CSV revisited

Sun Feb 10 16:59:11 EST 2002

Dave Cole <djc at object-craft.com.au> wrote in message news:<m3ofiyqgjf.fsf at ferret.object-craft.com.au>...
> >>>>> "Raymond" == Raymond Hettinger <othello at javanet.com> writes:
> 
> Raymond> Documentation of key design decisions.  For instance, is the
> Raymond> library limited to reading various CSV formats or is
> Raymond> write-back in the same style to be supported.

YES. Has to be supported, to get data into applications that don't
support the MS one true way.

> Raymond> Can the first record, contain optional field names?

YES, but the implementation has to be layered; at the bottom layer the
deal should be to get rows of data into and out of Python as cleanly,
correctly and quickly as possible. The next layer up could be told
that the first row contains field names and (e.g.) stuff them into a
dict so that the caller could refer to columns by name rather than by
integer index. The next layer up could have a GUI. Let's design a
reasonable separation of layers. Let's get the bottom layer going
first.

> Raymond> Will incomplete records raise an exception?

Variations of format should IMO be handled by requiring the caller to
specify the expected format. The module should by default raise an
exception if the data deviates from that format. There may be options
to suppress the exceptions.

Back to Dave:
> 
> I am the author of the fast CSV module at:
> 
>         http://www.object-craft.com.au/projects/csv/
> 
> One of the problems with CSV is that everyone has their own ideas
> about what should be handled and how it should be handled.  If there
> was some sort of effort to document the correct behaviour of a CSV
> parser then I would be extremely happy to make mine conform to that
> document.

Ya, ya, me too. See http://www.lexicon.net/sjmachin/delimited.htm

The basic problem is that many people have "interesting" ideas on how
to create CSV-style data files. Query tools for commercial databases
have been known not to properly double the quotes.

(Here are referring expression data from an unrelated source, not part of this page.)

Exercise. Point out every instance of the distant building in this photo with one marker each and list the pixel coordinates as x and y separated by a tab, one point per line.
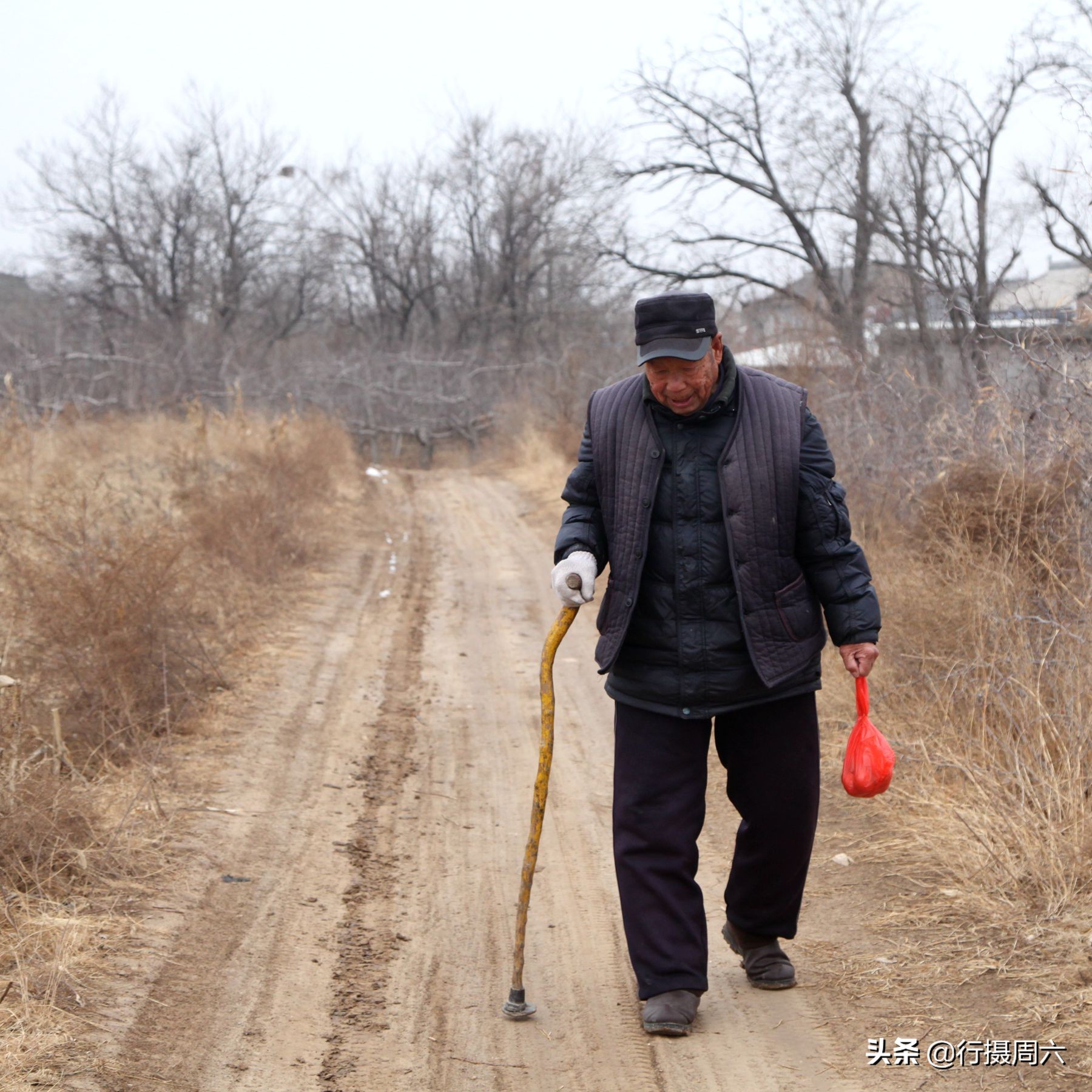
15	289
1060	295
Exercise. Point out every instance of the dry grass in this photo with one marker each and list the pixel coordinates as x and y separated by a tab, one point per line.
135	554
984	688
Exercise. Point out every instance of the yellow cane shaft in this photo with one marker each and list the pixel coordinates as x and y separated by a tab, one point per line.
542	783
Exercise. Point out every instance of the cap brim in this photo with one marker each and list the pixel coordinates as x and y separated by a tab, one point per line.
685	349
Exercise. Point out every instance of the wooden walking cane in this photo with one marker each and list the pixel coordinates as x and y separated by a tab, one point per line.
516	1007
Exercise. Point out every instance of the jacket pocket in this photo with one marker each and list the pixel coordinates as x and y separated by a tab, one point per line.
835	496
797	608
601	617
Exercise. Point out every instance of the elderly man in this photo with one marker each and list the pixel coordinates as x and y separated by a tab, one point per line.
710	490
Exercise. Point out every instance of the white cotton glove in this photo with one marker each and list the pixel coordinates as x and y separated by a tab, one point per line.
585	567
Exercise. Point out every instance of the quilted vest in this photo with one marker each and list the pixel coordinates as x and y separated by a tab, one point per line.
758	474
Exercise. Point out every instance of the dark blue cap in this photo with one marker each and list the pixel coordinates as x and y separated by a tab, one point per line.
674	323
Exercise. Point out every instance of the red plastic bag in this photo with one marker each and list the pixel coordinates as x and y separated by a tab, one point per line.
869	760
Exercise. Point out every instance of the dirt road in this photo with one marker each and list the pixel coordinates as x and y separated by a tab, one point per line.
379	789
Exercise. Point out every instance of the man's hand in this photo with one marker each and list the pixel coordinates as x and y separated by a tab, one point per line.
584	565
858	659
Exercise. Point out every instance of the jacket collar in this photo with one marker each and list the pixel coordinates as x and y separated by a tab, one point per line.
722	393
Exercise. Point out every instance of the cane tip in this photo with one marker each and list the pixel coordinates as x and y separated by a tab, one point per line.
517	1007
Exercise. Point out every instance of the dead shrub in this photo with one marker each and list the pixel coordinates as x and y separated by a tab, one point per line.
113	605
1005	509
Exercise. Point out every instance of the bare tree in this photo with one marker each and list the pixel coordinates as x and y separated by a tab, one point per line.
184	248
1064	192
786	123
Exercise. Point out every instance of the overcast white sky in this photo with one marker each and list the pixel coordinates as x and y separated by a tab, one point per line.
383	76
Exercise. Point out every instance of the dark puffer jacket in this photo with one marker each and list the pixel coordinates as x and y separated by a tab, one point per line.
687	582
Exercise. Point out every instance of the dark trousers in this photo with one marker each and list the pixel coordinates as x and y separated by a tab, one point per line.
771	753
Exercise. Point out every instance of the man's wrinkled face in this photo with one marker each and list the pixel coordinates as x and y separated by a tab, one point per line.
685	386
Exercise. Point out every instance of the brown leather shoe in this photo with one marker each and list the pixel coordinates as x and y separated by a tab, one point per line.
767	966
671	1014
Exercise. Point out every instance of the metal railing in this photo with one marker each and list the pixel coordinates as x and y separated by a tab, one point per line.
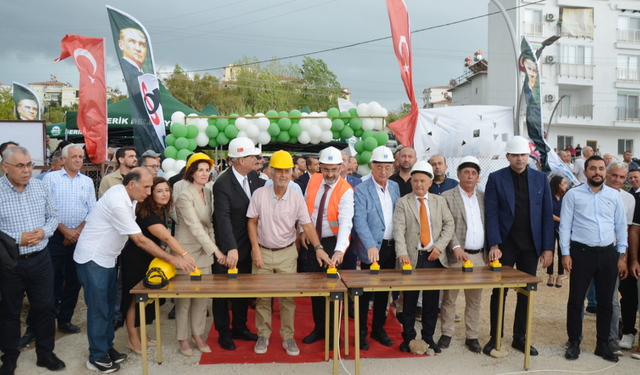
628	35
575	70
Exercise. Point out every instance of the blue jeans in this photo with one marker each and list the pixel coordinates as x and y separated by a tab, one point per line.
100	296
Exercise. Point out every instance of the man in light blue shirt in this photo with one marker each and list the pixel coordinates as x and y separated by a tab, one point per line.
593	226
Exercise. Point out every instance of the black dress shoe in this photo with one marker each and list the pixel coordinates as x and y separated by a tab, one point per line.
603	350
444	341
473	345
244	335
51	362
313	337
518	344
489	347
226	342
9	367
573	350
382	337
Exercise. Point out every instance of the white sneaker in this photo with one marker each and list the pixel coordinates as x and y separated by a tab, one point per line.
627	341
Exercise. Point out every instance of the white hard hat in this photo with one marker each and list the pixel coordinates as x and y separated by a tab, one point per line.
422	166
518	145
241	147
469	160
382	154
330	155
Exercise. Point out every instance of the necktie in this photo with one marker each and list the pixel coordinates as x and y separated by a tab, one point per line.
320	215
425	231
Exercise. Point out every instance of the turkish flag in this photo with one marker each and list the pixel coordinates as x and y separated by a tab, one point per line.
88	54
404	128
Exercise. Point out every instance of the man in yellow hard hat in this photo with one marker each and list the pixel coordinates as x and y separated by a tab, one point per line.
273	213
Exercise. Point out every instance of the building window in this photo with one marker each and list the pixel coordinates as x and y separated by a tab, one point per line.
625	145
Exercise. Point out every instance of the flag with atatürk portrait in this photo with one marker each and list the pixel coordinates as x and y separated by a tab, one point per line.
133	47
88	54
26	101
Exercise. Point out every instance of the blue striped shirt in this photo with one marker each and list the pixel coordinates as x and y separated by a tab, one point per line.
593	219
27	210
74	197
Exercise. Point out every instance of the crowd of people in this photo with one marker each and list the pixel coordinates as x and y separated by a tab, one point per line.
292	214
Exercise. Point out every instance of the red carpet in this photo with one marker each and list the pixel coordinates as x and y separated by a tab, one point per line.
308	353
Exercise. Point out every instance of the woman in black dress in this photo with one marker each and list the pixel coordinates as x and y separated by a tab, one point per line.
151	216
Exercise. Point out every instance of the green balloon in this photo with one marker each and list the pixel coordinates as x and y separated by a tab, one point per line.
295	130
346	132
181	143
170	140
274	129
170	152
355	123
231	131
192	131
337	125
222	123
179	130
211	131
284	123
284	136
382	138
370	144
183	154
222	139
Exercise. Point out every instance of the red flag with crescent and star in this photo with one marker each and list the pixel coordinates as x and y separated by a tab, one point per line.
404	128
88	54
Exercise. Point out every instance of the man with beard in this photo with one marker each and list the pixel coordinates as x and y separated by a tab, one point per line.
593	240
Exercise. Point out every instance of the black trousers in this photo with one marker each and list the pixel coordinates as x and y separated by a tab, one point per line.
34	276
602	267
525	261
429	306
239	306
387	261
318	303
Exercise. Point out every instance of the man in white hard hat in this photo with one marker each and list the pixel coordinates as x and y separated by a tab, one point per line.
375	200
330	204
422	228
232	194
519	225
466	204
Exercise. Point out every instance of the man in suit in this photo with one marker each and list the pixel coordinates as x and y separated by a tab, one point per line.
519	224
466	204
422	225
232	195
373	222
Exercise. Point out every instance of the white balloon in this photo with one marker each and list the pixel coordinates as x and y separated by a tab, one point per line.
202	139
304	137
263	123
242	123
305	124
177	117
363	109
252	131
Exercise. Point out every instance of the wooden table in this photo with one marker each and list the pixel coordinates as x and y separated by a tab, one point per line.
359	282
245	286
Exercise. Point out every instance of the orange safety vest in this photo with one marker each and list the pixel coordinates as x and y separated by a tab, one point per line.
332	209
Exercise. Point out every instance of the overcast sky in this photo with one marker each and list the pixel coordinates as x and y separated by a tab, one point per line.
202	34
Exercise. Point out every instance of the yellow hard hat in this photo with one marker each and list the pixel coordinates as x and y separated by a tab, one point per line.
159	274
281	160
199	156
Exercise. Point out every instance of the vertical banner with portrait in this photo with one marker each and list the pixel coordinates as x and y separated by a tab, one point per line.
26	101
133	47
534	109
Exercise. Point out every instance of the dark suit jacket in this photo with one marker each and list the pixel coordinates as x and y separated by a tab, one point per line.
499	202
230	213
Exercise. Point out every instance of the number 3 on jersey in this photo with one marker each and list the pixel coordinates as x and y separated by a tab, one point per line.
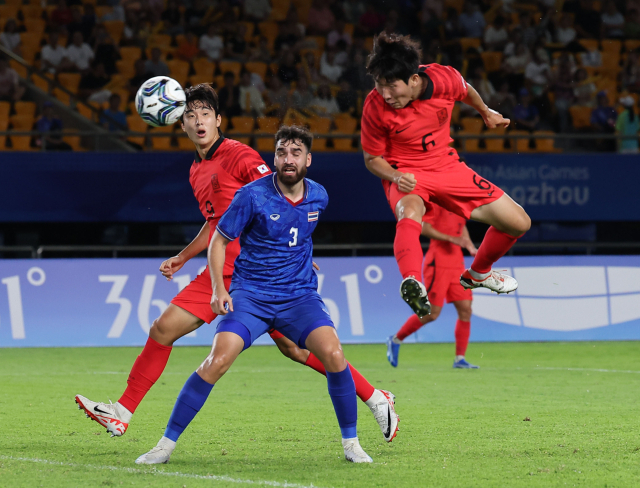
294	240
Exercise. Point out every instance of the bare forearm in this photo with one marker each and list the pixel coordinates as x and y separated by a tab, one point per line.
197	245
215	260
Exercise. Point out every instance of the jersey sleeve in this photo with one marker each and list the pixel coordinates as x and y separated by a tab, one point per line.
448	83
372	134
237	216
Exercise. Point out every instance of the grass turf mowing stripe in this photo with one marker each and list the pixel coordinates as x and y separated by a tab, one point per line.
154	472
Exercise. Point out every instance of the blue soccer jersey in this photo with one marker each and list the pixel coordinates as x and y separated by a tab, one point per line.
275	237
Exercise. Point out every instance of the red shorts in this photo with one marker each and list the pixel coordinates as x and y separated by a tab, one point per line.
443	283
454	186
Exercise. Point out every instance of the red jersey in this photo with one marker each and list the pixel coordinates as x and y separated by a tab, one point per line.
229	165
446	254
417	135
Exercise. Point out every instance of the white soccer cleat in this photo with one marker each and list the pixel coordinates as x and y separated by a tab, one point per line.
353	452
496	281
106	414
159	454
385	414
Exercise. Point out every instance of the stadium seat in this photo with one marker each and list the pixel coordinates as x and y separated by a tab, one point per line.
468	145
495	145
258	68
472	124
520	144
581	116
492	61
179	70
546	144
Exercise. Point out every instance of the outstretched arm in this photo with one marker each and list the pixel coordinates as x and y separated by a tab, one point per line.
172	265
492	118
215	259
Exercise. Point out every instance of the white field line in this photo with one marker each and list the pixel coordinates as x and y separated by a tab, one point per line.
155	472
592	370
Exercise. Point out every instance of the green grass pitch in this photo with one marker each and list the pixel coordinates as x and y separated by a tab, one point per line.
535	414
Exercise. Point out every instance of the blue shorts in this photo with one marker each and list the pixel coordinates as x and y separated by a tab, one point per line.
254	314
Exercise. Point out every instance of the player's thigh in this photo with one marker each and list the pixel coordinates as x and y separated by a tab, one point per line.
505	215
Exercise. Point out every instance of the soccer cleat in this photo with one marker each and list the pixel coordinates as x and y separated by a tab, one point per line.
415	294
159	454
463	364
498	282
393	350
353	452
106	414
385	414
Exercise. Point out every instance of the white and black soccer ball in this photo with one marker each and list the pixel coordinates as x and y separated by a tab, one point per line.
160	101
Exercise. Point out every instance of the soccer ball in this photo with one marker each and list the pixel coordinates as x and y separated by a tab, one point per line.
160	101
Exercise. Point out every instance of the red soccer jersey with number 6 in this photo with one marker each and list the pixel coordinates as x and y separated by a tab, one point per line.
417	135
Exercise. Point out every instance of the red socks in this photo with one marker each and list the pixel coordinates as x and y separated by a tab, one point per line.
145	372
463	330
410	326
364	389
407	248
494	245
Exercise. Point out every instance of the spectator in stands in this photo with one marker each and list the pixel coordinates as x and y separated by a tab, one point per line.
211	43
139	78
10	37
526	115
261	52
11	89
51	128
588	22
496	35
236	45
324	103
287	70
471	20
93	83
322	18
173	19
371	21
612	21
301	96
537	73
347	97
628	125
251	100
338	34
256	10
53	56
329	69
504	101
229	97
188	48
632	24
584	88
106	50
79	53
62	15
156	66
113	118
277	98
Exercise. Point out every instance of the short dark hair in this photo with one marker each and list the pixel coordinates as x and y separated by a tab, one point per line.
292	133
203	93
394	57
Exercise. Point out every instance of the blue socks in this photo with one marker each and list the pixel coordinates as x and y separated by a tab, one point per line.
190	400
342	390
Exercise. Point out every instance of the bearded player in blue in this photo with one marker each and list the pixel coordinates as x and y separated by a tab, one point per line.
274	286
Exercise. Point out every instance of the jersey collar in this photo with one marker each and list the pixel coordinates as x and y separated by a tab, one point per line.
213	149
279	191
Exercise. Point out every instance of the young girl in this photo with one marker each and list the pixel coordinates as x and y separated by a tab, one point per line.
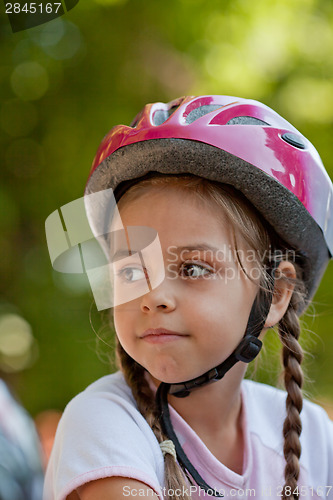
242	207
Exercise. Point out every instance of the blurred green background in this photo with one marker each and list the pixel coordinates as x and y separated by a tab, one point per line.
64	84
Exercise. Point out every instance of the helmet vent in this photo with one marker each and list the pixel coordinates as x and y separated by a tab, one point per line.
246	120
161	115
201	111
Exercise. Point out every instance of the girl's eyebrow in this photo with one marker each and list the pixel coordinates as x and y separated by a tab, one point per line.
199	246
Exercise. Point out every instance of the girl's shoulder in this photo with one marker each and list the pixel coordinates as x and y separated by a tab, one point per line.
102	434
265	412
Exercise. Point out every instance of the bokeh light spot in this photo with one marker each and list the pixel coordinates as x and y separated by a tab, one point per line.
67	45
17	344
24	158
29	81
18	118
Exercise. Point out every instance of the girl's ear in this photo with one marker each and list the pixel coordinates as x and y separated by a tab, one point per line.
283	291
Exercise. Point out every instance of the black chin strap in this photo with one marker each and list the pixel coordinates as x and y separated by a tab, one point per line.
246	351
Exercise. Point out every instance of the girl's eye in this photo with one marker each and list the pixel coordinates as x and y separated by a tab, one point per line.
192	270
131	274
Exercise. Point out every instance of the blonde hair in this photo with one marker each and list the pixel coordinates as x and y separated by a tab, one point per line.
248	225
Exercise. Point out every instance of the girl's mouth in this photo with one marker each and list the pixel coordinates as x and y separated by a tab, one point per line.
161	335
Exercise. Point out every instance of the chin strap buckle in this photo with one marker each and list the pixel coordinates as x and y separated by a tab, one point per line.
248	349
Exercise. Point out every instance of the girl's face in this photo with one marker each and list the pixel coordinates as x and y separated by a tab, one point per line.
197	316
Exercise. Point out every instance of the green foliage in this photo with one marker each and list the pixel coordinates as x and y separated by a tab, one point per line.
64	84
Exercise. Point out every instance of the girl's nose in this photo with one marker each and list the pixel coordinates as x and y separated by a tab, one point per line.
160	299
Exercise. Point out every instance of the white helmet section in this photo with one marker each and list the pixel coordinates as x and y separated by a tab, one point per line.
121	263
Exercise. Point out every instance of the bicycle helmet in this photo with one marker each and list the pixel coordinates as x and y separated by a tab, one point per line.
234	141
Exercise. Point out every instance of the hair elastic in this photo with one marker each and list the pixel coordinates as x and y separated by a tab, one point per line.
168	446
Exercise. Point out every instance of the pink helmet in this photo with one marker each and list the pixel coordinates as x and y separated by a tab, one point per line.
234	141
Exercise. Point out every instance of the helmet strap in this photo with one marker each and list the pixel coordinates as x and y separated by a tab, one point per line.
246	351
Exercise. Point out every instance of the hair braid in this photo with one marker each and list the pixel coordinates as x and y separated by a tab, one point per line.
292	357
135	377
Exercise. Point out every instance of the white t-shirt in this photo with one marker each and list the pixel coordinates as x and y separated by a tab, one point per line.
102	434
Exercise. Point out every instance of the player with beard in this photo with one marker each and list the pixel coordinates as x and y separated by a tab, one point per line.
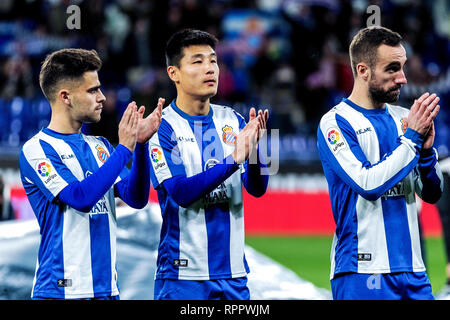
376	157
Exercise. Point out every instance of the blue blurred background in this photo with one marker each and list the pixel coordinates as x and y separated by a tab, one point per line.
290	56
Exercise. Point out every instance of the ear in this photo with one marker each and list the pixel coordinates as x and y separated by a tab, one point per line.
63	96
172	71
363	71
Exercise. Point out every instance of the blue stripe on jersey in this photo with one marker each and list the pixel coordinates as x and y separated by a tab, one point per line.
346	224
350	136
100	253
170	235
217	219
170	150
397	234
217	216
99	227
394	208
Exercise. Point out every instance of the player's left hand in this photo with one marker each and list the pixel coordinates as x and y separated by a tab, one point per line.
148	126
263	117
429	137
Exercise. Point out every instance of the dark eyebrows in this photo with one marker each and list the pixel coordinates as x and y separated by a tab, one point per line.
201	55
95	88
393	65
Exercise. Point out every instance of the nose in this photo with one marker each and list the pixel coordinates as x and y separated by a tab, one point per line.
401	78
101	96
210	68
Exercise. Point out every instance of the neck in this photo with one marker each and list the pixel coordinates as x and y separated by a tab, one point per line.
192	106
360	95
61	121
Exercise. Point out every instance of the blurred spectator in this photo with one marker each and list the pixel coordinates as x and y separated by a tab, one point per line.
263	43
16	77
6	211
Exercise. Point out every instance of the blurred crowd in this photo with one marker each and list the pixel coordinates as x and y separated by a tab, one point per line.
290	56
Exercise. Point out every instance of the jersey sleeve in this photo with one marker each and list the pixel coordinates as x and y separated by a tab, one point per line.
429	181
125	171
339	150
41	167
165	157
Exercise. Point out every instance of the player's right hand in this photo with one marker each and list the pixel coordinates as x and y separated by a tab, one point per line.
247	139
423	112
128	127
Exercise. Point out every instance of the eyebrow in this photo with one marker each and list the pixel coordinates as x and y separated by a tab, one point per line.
94	88
393	64
201	55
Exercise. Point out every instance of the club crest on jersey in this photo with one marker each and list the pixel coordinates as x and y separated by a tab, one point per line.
335	140
156	155
210	163
44	169
228	136
102	155
404	125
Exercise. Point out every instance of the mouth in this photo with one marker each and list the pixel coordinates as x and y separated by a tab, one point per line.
210	82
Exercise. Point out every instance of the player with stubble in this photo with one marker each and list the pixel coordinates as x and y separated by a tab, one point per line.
200	162
376	158
71	180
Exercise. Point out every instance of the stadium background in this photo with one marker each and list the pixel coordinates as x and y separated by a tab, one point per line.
289	56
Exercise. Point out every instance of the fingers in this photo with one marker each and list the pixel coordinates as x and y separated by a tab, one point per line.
434	113
252	114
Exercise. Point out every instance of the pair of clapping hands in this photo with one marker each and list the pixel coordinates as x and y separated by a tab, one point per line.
133	128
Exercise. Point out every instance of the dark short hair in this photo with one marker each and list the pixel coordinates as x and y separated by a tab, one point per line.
66	64
185	38
365	43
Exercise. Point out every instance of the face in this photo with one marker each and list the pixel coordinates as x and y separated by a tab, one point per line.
387	77
86	98
198	73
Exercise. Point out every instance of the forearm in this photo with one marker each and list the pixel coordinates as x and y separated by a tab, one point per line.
135	188
83	195
256	177
369	180
431	179
187	190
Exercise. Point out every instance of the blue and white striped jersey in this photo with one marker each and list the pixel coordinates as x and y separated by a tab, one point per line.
375	167
205	240
77	252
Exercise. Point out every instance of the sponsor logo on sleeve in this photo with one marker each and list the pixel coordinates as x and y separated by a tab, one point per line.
156	156
404	124
335	140
228	135
102	155
46	171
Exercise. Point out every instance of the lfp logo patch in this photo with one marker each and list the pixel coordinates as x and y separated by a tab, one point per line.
404	124
156	155
102	154
44	169
336	140
333	136
228	136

Given
address_line_1 containing
   3rd Floor, "Murgatroyd Mansions"
they produce
   "3rd Floor, "Murgatroyd Mansions""
instead of 
   "3rd Floor, ""Murgatroyd Mansions"""
This can be recovered if the presumption that there were an even
number of quotes in the original data is correct, but it needs a quite
different FSM to handle it [my quote_mode=1].

Other variations that I have seen are:
(a) Different front & back quotes:
      `3rd Floor, "Murgatroyd Mansions"'
(b) Alternate quote character [my quote_mode=3]
   3rd Floor, Murgatroyd Mansions
produces
   "3rd Floor, Murgatroyd Mansions"
as expected, but
   3rd Floor, "Murgatroyd Mansions"
produces
   '3rd Floor, "Murgatroyd Mansions"'
but this approach is no good if the data can contain both " and '

:-)
A few other desiderata: shouldn't leak memory, shouldn't die with a
SEGV (or SRE recursion limit exceeded!!!) if you ask it to unpack say
"x" * 70000 ...
(-: